I feel sort of sorry for Fred Thompson.  He doesn’t realize what he’s getting himself into. 

~From the mind of Eamon Driscoll

An Update on the Primaries

Sunday, September 16th, 2007

Everyone knows the leading contenders in the Democratic Presidential campaign, Hillary Clinton, Barrack Obama, and John Edwards. Few people, however, know much more than their names. As a result, and given that I have to do this as part of an assignment for my political science class, I am going to begin posting news about the presidential race on a weekly basis. I am also going to add the results of weekly national polls on who the leaders are.

With President Bush’s announcement that he will follow General Petraeus’s advice and begin withdrawing troops from Iraq, 30,000 by July of next year, many of the Democratic presidential hopefuls spoke out against his plan. Hillary Clinton called this plan “too little, to late,” and added that she believes the president should be doing more as the Commander in Chief to expedite the process of troop withdrawal. Barack Obama shared Clinton’s negative view of Bush’s new plan calling it a return to the original failed military policy in Iraq. He in turn proposed his own plan for a drawdown of troops that would involve the withdrawal of one to two brigades a month every month, which would mean to complete withdrawal of American forces by the end of next year. John Edwards called for the immediate withdrawal of 40-50,000 troops, while also calling Obama’s plan a copy of the president’s. Chris Dodd also criticized Bush’s plan but did not offer any ideas of his own.

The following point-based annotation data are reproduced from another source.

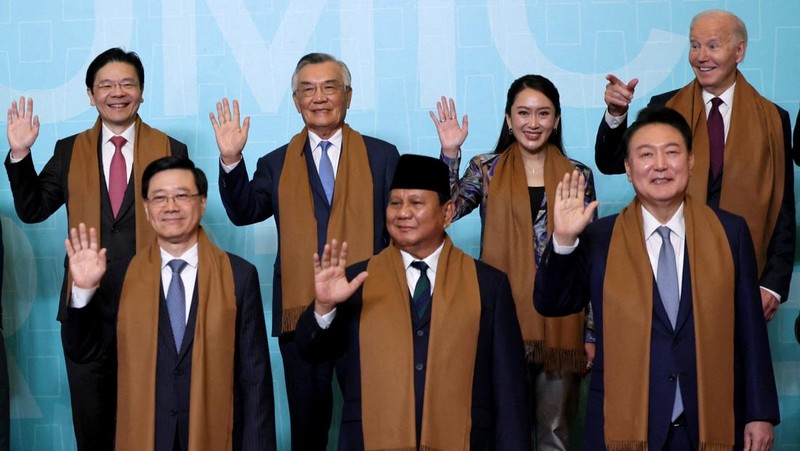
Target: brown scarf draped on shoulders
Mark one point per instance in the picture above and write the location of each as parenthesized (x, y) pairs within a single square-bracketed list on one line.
[(627, 323), (387, 384), (557, 343), (213, 345), (753, 170), (351, 218), (83, 200)]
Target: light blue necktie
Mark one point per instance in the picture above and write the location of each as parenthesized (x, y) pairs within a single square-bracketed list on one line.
[(667, 280), (326, 171), (176, 302)]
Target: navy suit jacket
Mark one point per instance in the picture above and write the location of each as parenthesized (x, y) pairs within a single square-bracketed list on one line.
[(499, 401), (777, 274), (566, 283), (251, 201), (254, 416)]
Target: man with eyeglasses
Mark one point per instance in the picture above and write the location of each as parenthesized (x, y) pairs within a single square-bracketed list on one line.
[(93, 173), (194, 369), (330, 182)]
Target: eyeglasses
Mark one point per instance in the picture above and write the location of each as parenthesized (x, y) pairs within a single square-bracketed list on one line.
[(180, 199), (108, 86), (328, 89)]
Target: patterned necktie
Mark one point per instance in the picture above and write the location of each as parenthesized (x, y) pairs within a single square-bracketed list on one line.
[(422, 291), (326, 171), (117, 175), (176, 302), (667, 280), (716, 137)]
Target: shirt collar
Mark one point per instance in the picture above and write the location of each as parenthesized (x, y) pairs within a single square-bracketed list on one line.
[(335, 139), (191, 257), (432, 260), (676, 223)]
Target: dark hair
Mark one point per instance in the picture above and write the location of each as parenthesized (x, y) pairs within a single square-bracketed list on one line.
[(537, 83), (319, 58), (167, 163), (658, 114), (115, 54)]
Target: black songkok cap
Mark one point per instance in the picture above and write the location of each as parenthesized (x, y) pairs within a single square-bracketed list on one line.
[(420, 172)]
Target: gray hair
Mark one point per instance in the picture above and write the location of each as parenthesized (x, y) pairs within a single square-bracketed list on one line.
[(317, 58)]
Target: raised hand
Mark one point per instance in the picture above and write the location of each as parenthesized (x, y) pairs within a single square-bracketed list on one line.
[(230, 136), (87, 264), (570, 215), (330, 283), (619, 95), (451, 135), (23, 127)]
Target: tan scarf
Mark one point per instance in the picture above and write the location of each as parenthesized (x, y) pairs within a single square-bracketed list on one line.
[(211, 397), (753, 168), (351, 218), (387, 383), (83, 202), (508, 245), (628, 315)]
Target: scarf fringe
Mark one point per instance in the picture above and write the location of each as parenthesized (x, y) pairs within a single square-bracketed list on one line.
[(289, 319), (715, 447), (569, 360), (626, 446)]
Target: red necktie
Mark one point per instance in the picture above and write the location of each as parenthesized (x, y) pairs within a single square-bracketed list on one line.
[(716, 137), (117, 175)]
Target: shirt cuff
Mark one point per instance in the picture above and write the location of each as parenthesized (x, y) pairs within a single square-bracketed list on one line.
[(229, 168), (324, 321), (614, 121), (81, 296), (564, 250)]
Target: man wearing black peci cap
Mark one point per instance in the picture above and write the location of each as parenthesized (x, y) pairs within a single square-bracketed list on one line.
[(427, 326)]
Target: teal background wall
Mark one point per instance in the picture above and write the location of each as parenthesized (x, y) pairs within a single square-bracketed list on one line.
[(403, 55)]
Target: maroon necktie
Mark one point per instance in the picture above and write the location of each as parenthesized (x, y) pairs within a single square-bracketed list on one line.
[(117, 175), (716, 137)]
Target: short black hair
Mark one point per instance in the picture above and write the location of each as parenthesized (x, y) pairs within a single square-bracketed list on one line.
[(167, 163), (111, 55), (658, 114)]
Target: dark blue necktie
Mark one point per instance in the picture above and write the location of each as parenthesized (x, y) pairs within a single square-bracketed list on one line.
[(667, 280), (421, 298), (176, 302), (326, 171)]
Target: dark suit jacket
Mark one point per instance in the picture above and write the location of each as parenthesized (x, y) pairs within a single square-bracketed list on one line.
[(566, 283), (499, 401), (254, 418), (777, 274), (250, 201)]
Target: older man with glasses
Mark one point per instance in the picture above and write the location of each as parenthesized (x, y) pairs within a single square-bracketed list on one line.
[(332, 182)]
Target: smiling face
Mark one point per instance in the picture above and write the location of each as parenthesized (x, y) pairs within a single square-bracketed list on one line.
[(175, 222), (715, 50), (322, 98), (659, 166), (416, 220), (117, 94), (532, 119)]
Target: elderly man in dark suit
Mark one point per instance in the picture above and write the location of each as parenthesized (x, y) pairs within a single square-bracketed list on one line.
[(328, 181), (94, 173), (194, 368), (683, 359), (742, 145), (428, 348)]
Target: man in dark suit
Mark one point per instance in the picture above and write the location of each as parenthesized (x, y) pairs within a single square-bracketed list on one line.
[(194, 368), (683, 359), (429, 352), (328, 181), (751, 174), (93, 173)]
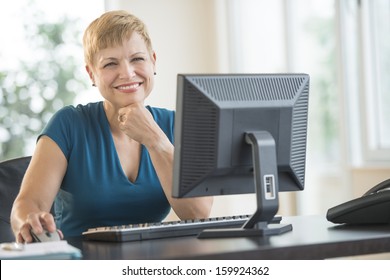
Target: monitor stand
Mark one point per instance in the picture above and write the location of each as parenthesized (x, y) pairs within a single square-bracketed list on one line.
[(266, 187)]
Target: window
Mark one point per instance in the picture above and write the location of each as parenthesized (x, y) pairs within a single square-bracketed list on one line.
[(375, 24), (365, 44), (42, 66)]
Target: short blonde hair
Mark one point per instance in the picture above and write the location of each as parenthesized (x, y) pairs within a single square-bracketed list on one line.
[(110, 30)]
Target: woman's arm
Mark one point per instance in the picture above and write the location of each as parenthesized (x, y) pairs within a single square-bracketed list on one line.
[(137, 122), (31, 209)]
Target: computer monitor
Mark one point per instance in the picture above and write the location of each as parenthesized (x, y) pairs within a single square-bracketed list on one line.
[(241, 133)]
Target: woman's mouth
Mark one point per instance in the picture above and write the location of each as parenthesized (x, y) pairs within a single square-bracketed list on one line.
[(129, 87)]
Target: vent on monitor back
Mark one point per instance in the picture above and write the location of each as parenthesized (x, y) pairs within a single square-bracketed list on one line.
[(299, 133), (250, 87), (199, 129)]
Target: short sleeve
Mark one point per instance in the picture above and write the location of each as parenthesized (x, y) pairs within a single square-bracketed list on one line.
[(60, 129)]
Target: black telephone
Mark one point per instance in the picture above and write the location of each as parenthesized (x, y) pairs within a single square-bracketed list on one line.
[(373, 207)]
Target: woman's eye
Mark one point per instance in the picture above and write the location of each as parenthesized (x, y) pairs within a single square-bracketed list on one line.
[(138, 59), (109, 64)]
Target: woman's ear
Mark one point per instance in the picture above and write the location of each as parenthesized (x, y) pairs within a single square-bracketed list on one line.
[(154, 57), (90, 73)]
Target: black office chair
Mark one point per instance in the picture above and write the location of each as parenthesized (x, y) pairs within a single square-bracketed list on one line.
[(11, 175)]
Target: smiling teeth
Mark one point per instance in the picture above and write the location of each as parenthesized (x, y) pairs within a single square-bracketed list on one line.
[(128, 87)]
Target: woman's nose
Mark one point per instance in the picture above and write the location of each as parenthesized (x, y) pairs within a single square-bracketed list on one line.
[(127, 70)]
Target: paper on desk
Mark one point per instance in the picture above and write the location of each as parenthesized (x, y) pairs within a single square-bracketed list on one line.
[(58, 250)]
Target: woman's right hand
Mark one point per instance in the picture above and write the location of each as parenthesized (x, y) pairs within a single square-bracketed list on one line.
[(38, 222)]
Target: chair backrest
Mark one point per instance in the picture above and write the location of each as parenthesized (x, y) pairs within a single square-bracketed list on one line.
[(11, 175)]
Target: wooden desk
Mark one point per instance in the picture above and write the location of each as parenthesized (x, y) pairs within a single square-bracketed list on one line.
[(313, 237)]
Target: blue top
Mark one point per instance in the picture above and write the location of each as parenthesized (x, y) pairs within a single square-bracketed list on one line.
[(95, 191)]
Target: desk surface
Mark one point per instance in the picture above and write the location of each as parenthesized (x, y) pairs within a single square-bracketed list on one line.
[(312, 237)]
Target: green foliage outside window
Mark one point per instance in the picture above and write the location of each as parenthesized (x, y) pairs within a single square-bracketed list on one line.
[(40, 86)]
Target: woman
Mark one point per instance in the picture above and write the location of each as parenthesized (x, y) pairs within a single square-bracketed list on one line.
[(110, 162)]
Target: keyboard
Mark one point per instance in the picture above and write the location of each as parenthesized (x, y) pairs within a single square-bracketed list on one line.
[(167, 229)]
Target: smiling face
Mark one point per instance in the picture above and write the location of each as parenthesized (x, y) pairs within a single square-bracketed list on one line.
[(124, 74)]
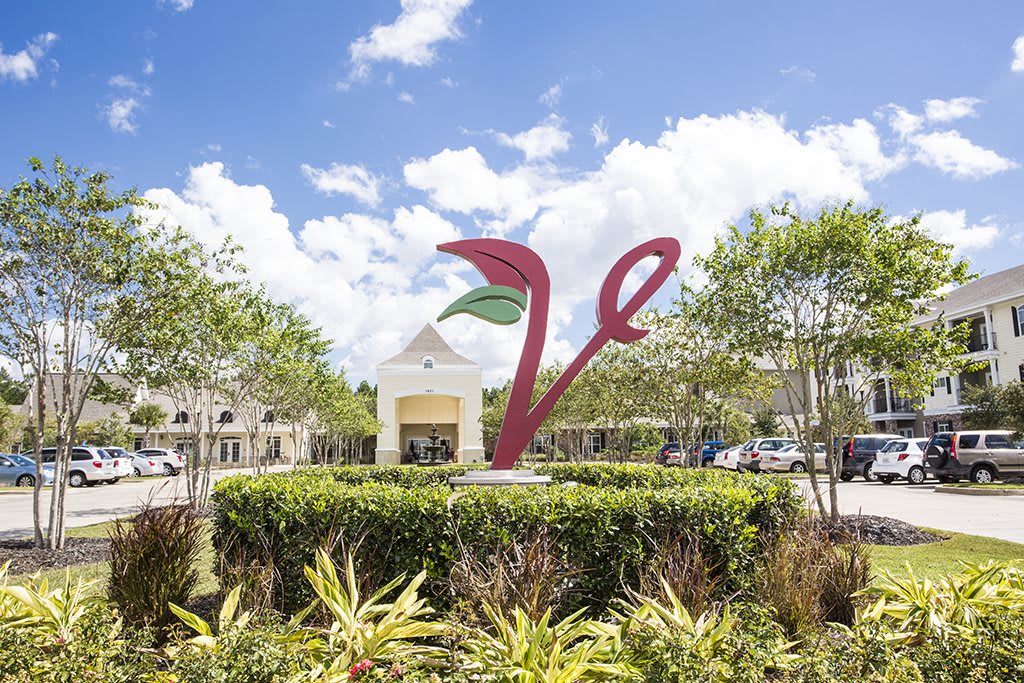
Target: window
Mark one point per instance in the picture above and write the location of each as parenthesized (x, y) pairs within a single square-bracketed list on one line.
[(968, 441), (229, 450)]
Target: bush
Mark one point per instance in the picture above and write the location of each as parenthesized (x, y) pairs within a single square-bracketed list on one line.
[(607, 528), (153, 563)]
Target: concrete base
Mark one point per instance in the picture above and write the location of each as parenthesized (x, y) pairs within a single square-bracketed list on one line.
[(500, 478), (387, 457), (472, 455)]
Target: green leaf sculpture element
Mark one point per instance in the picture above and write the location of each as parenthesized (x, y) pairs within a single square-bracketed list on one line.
[(494, 303)]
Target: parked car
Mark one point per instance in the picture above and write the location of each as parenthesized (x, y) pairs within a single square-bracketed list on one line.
[(708, 451), (138, 466), (757, 450), (668, 450), (793, 459), (20, 471), (171, 461), (122, 462), (901, 459), (981, 456), (727, 458), (858, 455), (87, 468)]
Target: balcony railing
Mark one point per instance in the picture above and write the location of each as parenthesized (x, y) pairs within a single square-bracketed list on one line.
[(980, 342), (894, 404)]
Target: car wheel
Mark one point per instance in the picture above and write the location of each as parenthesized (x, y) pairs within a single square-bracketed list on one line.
[(982, 474)]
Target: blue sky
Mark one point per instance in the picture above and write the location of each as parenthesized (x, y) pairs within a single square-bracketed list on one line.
[(339, 141)]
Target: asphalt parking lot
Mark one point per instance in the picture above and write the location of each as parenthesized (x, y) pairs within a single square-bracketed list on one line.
[(998, 516)]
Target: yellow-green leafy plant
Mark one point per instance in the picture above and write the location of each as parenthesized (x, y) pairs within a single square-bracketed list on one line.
[(518, 649), (916, 607), (366, 629)]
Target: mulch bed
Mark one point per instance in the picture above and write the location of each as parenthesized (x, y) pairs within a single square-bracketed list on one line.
[(26, 558), (882, 531)]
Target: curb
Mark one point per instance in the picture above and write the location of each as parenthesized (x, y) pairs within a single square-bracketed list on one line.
[(963, 491)]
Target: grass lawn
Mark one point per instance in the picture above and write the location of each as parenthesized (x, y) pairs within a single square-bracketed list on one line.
[(101, 570), (934, 559)]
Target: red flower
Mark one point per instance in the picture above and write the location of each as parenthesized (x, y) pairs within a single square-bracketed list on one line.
[(360, 668)]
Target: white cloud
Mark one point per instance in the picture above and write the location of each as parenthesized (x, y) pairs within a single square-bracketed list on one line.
[(460, 180), (949, 153), (951, 227), (943, 111), (800, 73), (121, 115), (345, 179), (24, 65), (411, 39), (1018, 62), (551, 96), (541, 141), (600, 132)]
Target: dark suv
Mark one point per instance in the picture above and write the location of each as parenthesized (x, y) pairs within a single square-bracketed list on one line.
[(981, 456), (858, 455)]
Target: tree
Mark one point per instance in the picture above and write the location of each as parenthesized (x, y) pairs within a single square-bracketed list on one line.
[(148, 417), (80, 274), (197, 357), (838, 292), (692, 366), (983, 407), (12, 391), (11, 426)]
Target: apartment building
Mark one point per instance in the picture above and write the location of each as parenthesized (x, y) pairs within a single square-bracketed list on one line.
[(994, 307)]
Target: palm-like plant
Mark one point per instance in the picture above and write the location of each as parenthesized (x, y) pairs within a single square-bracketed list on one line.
[(523, 650), (963, 602), (365, 628)]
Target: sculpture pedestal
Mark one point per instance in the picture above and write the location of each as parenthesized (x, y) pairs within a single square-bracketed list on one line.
[(500, 478)]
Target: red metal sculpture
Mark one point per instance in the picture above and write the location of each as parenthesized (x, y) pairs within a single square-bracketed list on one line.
[(515, 271)]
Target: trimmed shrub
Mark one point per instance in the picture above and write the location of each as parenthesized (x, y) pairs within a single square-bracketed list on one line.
[(608, 534)]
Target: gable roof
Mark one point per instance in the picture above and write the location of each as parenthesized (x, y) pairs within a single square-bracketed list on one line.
[(996, 287), (427, 342)]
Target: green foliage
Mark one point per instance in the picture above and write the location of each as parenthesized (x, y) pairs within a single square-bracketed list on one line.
[(840, 289), (153, 563), (519, 649), (608, 525)]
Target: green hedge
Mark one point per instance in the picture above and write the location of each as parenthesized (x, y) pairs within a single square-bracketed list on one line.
[(403, 521)]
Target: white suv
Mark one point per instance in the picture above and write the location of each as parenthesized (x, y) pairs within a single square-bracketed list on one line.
[(88, 466), (170, 459)]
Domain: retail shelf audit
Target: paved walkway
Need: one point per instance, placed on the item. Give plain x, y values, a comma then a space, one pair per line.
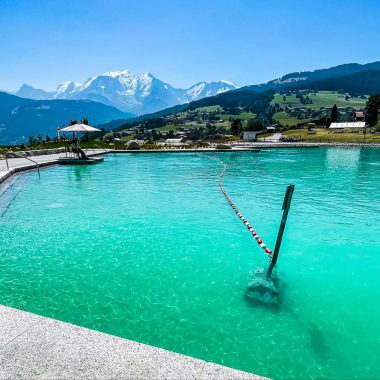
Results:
34, 347
18, 164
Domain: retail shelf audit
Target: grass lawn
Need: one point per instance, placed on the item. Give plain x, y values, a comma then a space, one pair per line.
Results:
325, 135
320, 99
286, 119
208, 109
242, 116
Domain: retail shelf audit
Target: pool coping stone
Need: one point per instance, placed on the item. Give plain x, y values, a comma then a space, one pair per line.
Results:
36, 347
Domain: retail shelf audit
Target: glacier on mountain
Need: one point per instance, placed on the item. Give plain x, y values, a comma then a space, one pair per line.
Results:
139, 94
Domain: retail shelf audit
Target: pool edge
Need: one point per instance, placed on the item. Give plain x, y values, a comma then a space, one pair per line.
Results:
34, 346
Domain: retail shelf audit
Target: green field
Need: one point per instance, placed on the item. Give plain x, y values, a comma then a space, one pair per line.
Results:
320, 99
241, 116
285, 119
326, 135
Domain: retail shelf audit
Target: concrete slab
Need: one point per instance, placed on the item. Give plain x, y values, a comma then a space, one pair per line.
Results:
14, 323
50, 349
215, 371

In other news, Hillary Clinton rejected criticism over her acceptance of campaign contributions from lobbyists. Both Obama and Edwards used her acceptance of this money as proof that she is too firmly involved in the Washington institution. Both men, however, have accepted contributions from the employers and family members of lobbyists, a fact that greatly weakens their criticism of Clinton.

This weeks polls (excluding Al Gore):
Clinton 39%
Obama 20%
Edwards 13%
Richardson 1%
Kucinich 2%
Biden 1%
Dodd 1%
Unsure 11%

From the brilliant mind of Mike Kean, your friendly soon to be ex-Sargeant at Arms.